2.6. Further experimental procedures

Procedures describing immunoblotting, qRT-PCR and determination of energy content of feces are described in detail in the supplementary experimental procedures. In short, pACC/ACC ratios and quantification of Ucp1 expression in BAT and WAT were determined by immunoblotting of proteins from liver samples after 12 weeks of treatment. Expression of monocarboxylate transporters and lactate dehydrogenase isoforms were analyzed by qRT-PCR. Analysis of the energy content of feces was performed by Fourier-transformed infrared (FT/IR) reflectometry and following bomb calorimetry.

2.7. Statistical analysis

All data are presented as means ± S.D. Areas under the curve (AUC) were calculated using the trapezoidal method [25]. Differences between groups were analyzed by Student's t-test or 1-way ANOVA, followed by Bonferroni correction, as appropriate (see Figure legends). Statistical significance of post-hoc analyses was accepted at p < 0.05. Calculations were performed using SPSS21 (IBM Deutschland, Ehningen, Germany).

3. Results

3.1. Continuous metformin application slows down body weight gain

Based on an extended pre-experiment, four groups were established (Supplementary Figure 1). In one group, metformin was given to mice that had already developed glucose intolerance (HFD + lateMet); the other group was treated together with the onset of HFD feeding (HFD + Met). Considering the food intake of our mice (about 0.08 g g⁻¹ body weight per day of the HFD + 0,5% metformin diet), daily metformin intake was about 500 mg kg⁻¹ per day, which equates to a human equivalent dose (HED) [26] of about 40 mg metformin kg⁻¹ per day. Extrapolated to the average patient's weight, this dose is in the same range as the maximum dose of metformin given to humans (3 × 1000 mg per day) [27].

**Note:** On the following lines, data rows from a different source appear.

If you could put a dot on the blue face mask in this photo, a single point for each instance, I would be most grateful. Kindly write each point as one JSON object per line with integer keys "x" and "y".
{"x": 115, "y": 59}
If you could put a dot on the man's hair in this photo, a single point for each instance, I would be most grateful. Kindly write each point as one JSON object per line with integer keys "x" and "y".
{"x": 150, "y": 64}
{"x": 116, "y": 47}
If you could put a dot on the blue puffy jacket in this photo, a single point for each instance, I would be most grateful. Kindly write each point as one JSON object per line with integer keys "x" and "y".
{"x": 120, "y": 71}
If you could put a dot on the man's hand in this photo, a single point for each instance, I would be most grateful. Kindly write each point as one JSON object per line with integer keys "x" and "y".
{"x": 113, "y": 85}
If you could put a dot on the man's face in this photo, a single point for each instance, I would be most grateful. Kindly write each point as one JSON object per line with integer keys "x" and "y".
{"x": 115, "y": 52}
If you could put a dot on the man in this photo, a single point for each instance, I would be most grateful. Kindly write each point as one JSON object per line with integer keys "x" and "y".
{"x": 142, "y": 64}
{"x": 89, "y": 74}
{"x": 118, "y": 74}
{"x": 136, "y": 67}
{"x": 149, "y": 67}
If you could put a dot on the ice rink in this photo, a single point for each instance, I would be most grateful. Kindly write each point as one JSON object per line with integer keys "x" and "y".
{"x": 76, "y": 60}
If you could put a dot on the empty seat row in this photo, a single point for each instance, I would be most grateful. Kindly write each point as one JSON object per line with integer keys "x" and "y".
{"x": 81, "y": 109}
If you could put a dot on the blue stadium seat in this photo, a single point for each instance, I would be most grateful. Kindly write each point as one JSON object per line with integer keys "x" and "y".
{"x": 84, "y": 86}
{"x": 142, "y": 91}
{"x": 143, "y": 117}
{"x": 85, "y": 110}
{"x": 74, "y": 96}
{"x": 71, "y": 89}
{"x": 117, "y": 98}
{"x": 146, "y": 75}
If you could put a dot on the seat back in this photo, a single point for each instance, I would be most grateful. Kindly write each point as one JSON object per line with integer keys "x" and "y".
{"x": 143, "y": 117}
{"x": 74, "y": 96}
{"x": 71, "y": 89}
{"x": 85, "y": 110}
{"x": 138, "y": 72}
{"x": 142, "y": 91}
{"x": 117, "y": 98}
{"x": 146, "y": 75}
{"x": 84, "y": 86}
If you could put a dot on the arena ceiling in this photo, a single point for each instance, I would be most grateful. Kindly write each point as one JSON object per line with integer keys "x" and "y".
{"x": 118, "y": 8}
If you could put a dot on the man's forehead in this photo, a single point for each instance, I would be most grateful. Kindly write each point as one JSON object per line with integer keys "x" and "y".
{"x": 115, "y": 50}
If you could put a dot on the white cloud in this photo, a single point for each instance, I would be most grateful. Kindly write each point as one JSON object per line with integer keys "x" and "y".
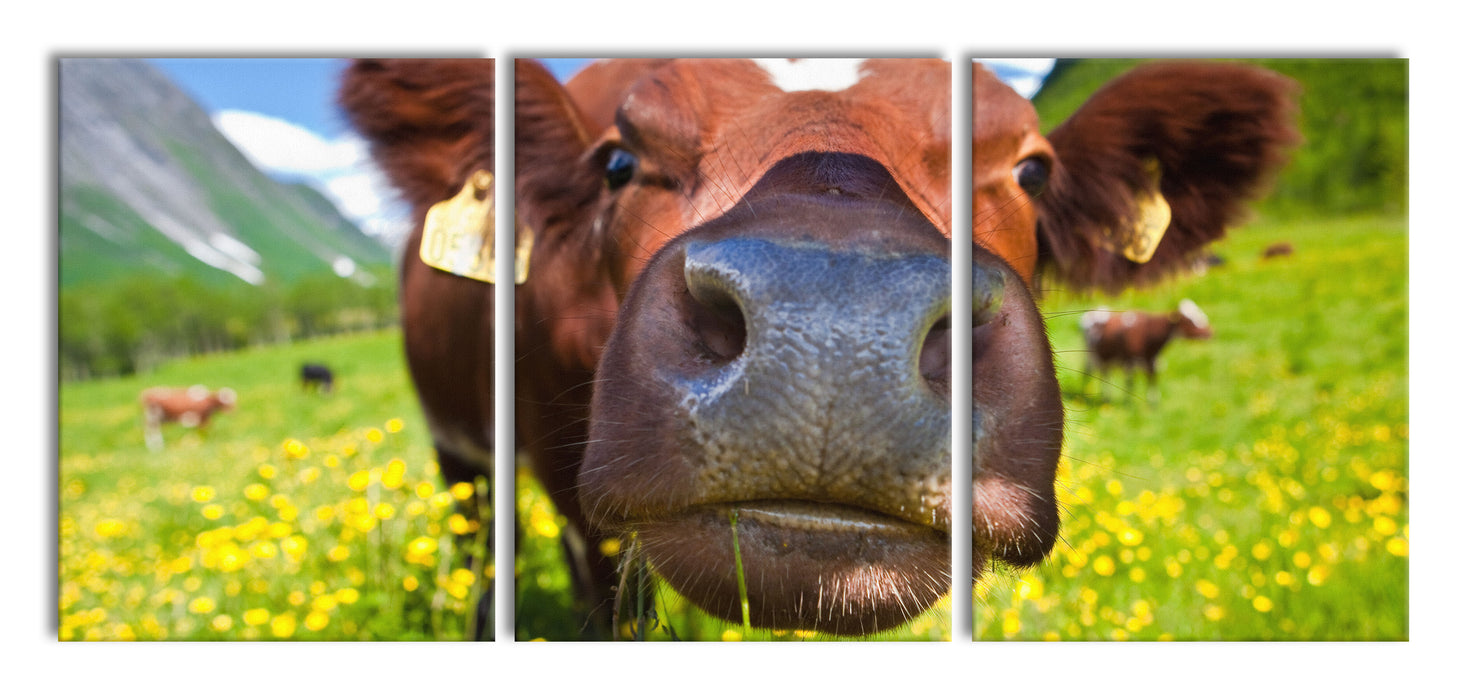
{"x": 275, "y": 144}
{"x": 339, "y": 168}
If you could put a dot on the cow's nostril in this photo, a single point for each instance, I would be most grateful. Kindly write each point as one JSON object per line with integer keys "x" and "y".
{"x": 717, "y": 322}
{"x": 934, "y": 358}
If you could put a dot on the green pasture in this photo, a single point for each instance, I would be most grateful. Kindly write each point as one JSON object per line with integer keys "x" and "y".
{"x": 295, "y": 517}
{"x": 1261, "y": 498}
{"x": 1266, "y": 495}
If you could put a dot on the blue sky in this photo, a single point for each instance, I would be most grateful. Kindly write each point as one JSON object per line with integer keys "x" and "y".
{"x": 281, "y": 113}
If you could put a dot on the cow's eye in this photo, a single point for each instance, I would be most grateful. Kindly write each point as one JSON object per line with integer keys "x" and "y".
{"x": 620, "y": 168}
{"x": 1032, "y": 175}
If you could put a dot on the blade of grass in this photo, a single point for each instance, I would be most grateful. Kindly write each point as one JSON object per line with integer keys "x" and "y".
{"x": 739, "y": 574}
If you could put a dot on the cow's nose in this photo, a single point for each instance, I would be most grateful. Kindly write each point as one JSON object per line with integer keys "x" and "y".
{"x": 825, "y": 317}
{"x": 824, "y": 374}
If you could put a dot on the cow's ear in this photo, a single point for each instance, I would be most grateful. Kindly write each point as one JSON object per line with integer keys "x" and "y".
{"x": 430, "y": 121}
{"x": 552, "y": 184}
{"x": 1170, "y": 150}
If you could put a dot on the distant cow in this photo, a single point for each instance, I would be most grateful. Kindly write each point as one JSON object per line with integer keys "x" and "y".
{"x": 1132, "y": 339}
{"x": 737, "y": 305}
{"x": 316, "y": 376}
{"x": 1277, "y": 250}
{"x": 187, "y": 407}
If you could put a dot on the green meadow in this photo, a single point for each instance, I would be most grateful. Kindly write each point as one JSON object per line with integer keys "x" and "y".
{"x": 1264, "y": 496}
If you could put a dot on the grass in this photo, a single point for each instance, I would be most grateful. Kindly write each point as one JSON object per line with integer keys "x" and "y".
{"x": 295, "y": 517}
{"x": 1264, "y": 496}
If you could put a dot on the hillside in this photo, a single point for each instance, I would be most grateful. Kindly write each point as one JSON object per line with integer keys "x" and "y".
{"x": 147, "y": 184}
{"x": 172, "y": 242}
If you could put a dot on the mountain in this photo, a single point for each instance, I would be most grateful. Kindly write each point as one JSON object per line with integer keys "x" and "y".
{"x": 150, "y": 187}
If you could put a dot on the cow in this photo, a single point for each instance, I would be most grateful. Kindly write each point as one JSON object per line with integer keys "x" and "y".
{"x": 734, "y": 317}
{"x": 188, "y": 407}
{"x": 1132, "y": 341}
{"x": 316, "y": 376}
{"x": 1279, "y": 250}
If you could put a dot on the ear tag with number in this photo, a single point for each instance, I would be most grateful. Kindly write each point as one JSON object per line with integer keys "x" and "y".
{"x": 458, "y": 234}
{"x": 1148, "y": 223}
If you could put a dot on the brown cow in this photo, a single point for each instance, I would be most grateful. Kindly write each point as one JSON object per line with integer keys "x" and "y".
{"x": 1279, "y": 250}
{"x": 737, "y": 303}
{"x": 1132, "y": 339}
{"x": 187, "y": 407}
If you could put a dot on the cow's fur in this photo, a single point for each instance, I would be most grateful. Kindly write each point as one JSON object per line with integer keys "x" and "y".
{"x": 714, "y": 144}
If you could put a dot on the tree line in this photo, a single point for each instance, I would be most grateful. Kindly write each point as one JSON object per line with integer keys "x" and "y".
{"x": 132, "y": 325}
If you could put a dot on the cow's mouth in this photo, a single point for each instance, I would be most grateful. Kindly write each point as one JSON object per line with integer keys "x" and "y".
{"x": 822, "y": 567}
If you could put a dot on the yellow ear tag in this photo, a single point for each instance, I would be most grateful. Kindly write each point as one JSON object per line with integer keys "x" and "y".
{"x": 1148, "y": 223}
{"x": 458, "y": 234}
{"x": 1153, "y": 216}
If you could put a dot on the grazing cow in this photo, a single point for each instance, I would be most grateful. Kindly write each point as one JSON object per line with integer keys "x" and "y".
{"x": 316, "y": 376}
{"x": 734, "y": 319}
{"x": 1277, "y": 250}
{"x": 187, "y": 407}
{"x": 1132, "y": 339}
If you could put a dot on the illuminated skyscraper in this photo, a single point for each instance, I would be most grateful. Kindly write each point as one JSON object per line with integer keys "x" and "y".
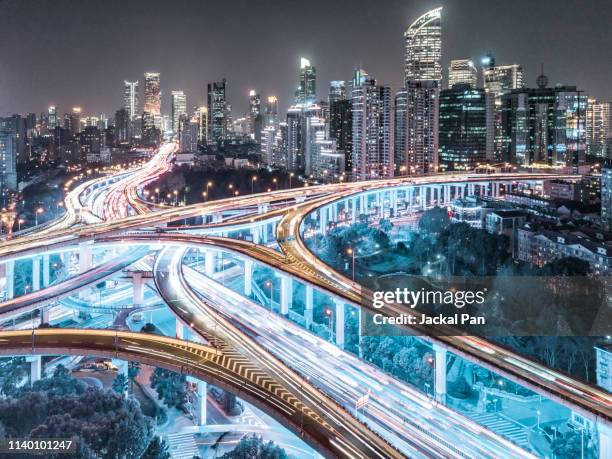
{"x": 217, "y": 111}
{"x": 202, "y": 117}
{"x": 423, "y": 76}
{"x": 372, "y": 154}
{"x": 131, "y": 99}
{"x": 179, "y": 107}
{"x": 498, "y": 80}
{"x": 306, "y": 92}
{"x": 462, "y": 71}
{"x": 271, "y": 117}
{"x": 424, "y": 48}
{"x": 152, "y": 95}
{"x": 462, "y": 127}
{"x": 544, "y": 125}
{"x": 598, "y": 132}
{"x": 52, "y": 119}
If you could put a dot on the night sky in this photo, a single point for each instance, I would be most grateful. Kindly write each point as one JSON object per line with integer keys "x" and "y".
{"x": 78, "y": 52}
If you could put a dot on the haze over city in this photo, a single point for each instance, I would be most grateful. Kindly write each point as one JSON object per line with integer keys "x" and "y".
{"x": 69, "y": 53}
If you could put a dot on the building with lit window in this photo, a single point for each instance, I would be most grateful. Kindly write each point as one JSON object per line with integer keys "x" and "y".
{"x": 462, "y": 140}
{"x": 306, "y": 92}
{"x": 179, "y": 108}
{"x": 422, "y": 78}
{"x": 462, "y": 71}
{"x": 217, "y": 111}
{"x": 152, "y": 94}
{"x": 598, "y": 128}
{"x": 544, "y": 125}
{"x": 372, "y": 146}
{"x": 498, "y": 80}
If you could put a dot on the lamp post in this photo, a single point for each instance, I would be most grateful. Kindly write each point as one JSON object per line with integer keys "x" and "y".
{"x": 351, "y": 252}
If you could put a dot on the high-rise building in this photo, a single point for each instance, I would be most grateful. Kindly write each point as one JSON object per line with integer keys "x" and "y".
{"x": 462, "y": 140}
{"x": 152, "y": 94}
{"x": 131, "y": 99}
{"x": 122, "y": 126}
{"x": 598, "y": 124}
{"x": 271, "y": 118}
{"x": 295, "y": 158}
{"x": 422, "y": 77}
{"x": 179, "y": 107}
{"x": 606, "y": 196}
{"x": 424, "y": 48}
{"x": 399, "y": 131}
{"x": 462, "y": 71}
{"x": 306, "y": 92}
{"x": 341, "y": 121}
{"x": 254, "y": 117}
{"x": 201, "y": 114}
{"x": 372, "y": 154}
{"x": 217, "y": 111}
{"x": 498, "y": 80}
{"x": 544, "y": 125}
{"x": 52, "y": 118}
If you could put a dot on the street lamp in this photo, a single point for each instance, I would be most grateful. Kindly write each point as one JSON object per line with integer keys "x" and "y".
{"x": 40, "y": 210}
{"x": 330, "y": 314}
{"x": 351, "y": 252}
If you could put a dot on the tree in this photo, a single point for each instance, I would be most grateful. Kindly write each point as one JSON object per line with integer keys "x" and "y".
{"x": 434, "y": 220}
{"x": 158, "y": 449}
{"x": 120, "y": 384}
{"x": 254, "y": 447}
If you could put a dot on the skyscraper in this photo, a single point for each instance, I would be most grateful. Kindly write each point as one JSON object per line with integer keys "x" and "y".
{"x": 179, "y": 107}
{"x": 598, "y": 123}
{"x": 423, "y": 76}
{"x": 462, "y": 127}
{"x": 544, "y": 125}
{"x": 130, "y": 99}
{"x": 606, "y": 196}
{"x": 271, "y": 118}
{"x": 217, "y": 111}
{"x": 424, "y": 48}
{"x": 306, "y": 92}
{"x": 462, "y": 71}
{"x": 341, "y": 121}
{"x": 498, "y": 80}
{"x": 152, "y": 94}
{"x": 372, "y": 154}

Weight development of the four groups is shown in Figure 1A. For better illustration and quantitation, we compared the increase of weight between 6 and 18 weeks (Figure 1B). While the HFD group gained 9.6 g, metformin considerably reduced weight gain, with only 5.8 g weight gain in the HFD + lateMet group and even only 3.6 g in the HFD + Met group (p < 0.01 vs. HFD, respectively).

Figure 1.

Metformin slowed down the development of obesity and type 2 diabetes in mice upon a high-fat diet and increased energy expenditure. (A + B) Compared to mice fed with high fat diet (HFD; n = 8), metformin (Met) treatment significantly slowed down weight gain in mice fed with high fat diet and treated with metformin starting at the same time (HFD + Met; n = 11; p < 0.01) and HFD mice treated with metformin after already developing glucose intolerance (HFD + lateMet; n = 8; p < 0.01) mice. Control mice (n = 11) received standard chow and their weight gain was considered as normal (p < 0.01 vs. HFD and HFD + lateMet, respectively). (C + D) Indirect calorimetry and physical activity measurements after 12 weeks of treatment showed that (C) energy expenditure was persistently higher in HFD + Met (n = 16) mice, whereas (D) their locomotor activity was significantly lower during dark phases compared to HFD mice (n = 16). For statistical analysis of energy expenditure and activity, see Supplementary Figure S2. (E) Results of glucose tolerance tests (GTTs) at 18 weeks treatment are shown as areas under the curve. There were no differences in glucose tolerance between control (n = 10) and HFD + Met (n = 11) mice (p = n.s.). Glucose tolerance of HFD (n = 7) and HFD + lateMet (n = 8) was significantly higher compared to control mice (p < 0.05). (F) Compared to HFD (n = 7) mice, glycemic control, judged by glycated hemoglobin A1c (HbA1c) levels, was significantly improved in control (p < 0.05; n = 9), HFD + Met (p < 0.01; n = 9) and HFD + lateMet (p < 0.05; n = 8) mice. There were no differences between HFD + Met, HFD + lateMet and control mice (p = n.s.). Data are expressed as mean ± SD; for clarity, SDs are not shown in Figure 1 (C) and (D). n indicates the number of analyzed mice or of individual mice from which blood was collected and analyzed. Differences between groups were analyzed by 1-way ANOVA, followed by Bonferroni's post-hoc test; *p < 0.05 and **p < 0.01.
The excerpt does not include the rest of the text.